O protagonista é o Russell Crowe. Outro dia vi uma foto atual do Russell Crowe. Ele está bem gordo e bem barbudo. Deve ter se entregado aos prazeres mundanos da vida, o que é muito bom, mas acarreta sobrepeso. Esse filme, Intrigas de Estado, foi feito dez anos depois de Russell Crowe ter estrelado “Gladiador” e dez anos antes da foto que vi. Ou seja: ele estava em meio ao processo de engorde. Já com formas arredondadas, mas ainda válido como galã decadente.
Ele interpreta o repórter especial de um jornal de Washington e contracena com uma atriz chamada Rachel McAdams, uma moça de covinhas profundas e olhos brilhantes, mais jovem do que ele. Russell é o velho repórter do jornal impresso e Rachel é a colunista da versão online.

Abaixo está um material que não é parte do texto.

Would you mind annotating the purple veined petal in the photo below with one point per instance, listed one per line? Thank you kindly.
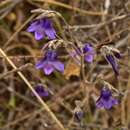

Russell é o jornalista romântico, que trabalha cercado de livros, revistas e papeis avulsos, como diria Machado de Assis. Ele mora sozinho em um pequeno apartamento meio desleixado e prepara o próprio jantar com mais desleixo ainda. Seu carro é um Saab de segunda mão, que um dos personagens diz parecer um cortador de grama. Lá está ele, o lobo solitário. Ele está meio fora de forma, ele se veste com casualidade e seus cabelos estão sempre desgrenhados, mas ele acredita na Verdade com vê maiúsculo, e é isso que importa.
Ele não é “fashion”, entende? As redes sociais já vigiam nos Estados Unidos daquela época, mas ele é indiferente a elas. Ele não faz yoga nem meditação, ele não “treina”, ele não empunha nenhuma bandeira moral, mas ele acredita na Verdade com vê maiúsculo.
Talvez você agora esteja se perguntando: existe Verdade com vê maiúsculo?
Existe.
Quem deu uma boa pista a respeito foi outro Russel, o filósofo Bertrand Russell. Numa entrevista fartamente reproduzida nas redes, ele ensinou: “Quando você está considerando algum assunto, pergunte a si mesmo quais são os fatos e qual é a verdade que os fatos revelam. Nunca se deixe divergir pelo que você gostaria de acreditar ou pelo que você acha que traria benefícios às suas crenças. Acredite apenas nos fatos”.
É isso. Crenças e ideologias são temas de fé e de convencimento. Não são a Verdade.